A Manuel le pareció Almazán enorme, tristísimo; tenía el pueblo,
vislumbrado en la oscuridad de una noche vagamente estrellada, la
apariencia de grande y fantástica ciudad muerta. En las calles estrechas,
de casas bajas, brillaba la luz eléctrica, pálida y mortecina; la espaciosa
plaza con arcos estaba desierta; la torre de una iglesia se erguía en el
cielo.
Manuel bajó hacia el río. Desde el puente presentábase el pueblo aún
más fantástico y misterioso; adivinábanse sobre una muralla las galerías
de un palacio; algunas torres altas y negras se alzaban en medio del
caserío confuso del pueblo; un trozo de luna resplandecía junto a la línea
del horizonte, y el río, dividido en brazos por algunas isletas, brillaba
como si fuera de azogue.
Pío Baroja
Salió Manuel de Almazán y tuvo que esperar unas horas en Alcuneza
para transbordar. Estaba cansado, y como en la estación no había
bancos, se tendió en el suelo, entre fardos y pellejos de aceite.

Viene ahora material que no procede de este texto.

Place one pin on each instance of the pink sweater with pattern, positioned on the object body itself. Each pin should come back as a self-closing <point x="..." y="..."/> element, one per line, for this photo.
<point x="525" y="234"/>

Al amanecer tomó el otro tren, y, a pesar de la dureza del asiento, logró
dormirse.
Manuel llevaba dos años con sus parientes; dejaba la casa con más
satisfacción que pena.
No tuvo para él la vida nada de agradable en aquellos dos años.
La pequeña estación en donde su tío estaba de jefe hallábase próxima
a una aldehuela pobre, rodeada de áridas pedrizas, sin árboles ni matas.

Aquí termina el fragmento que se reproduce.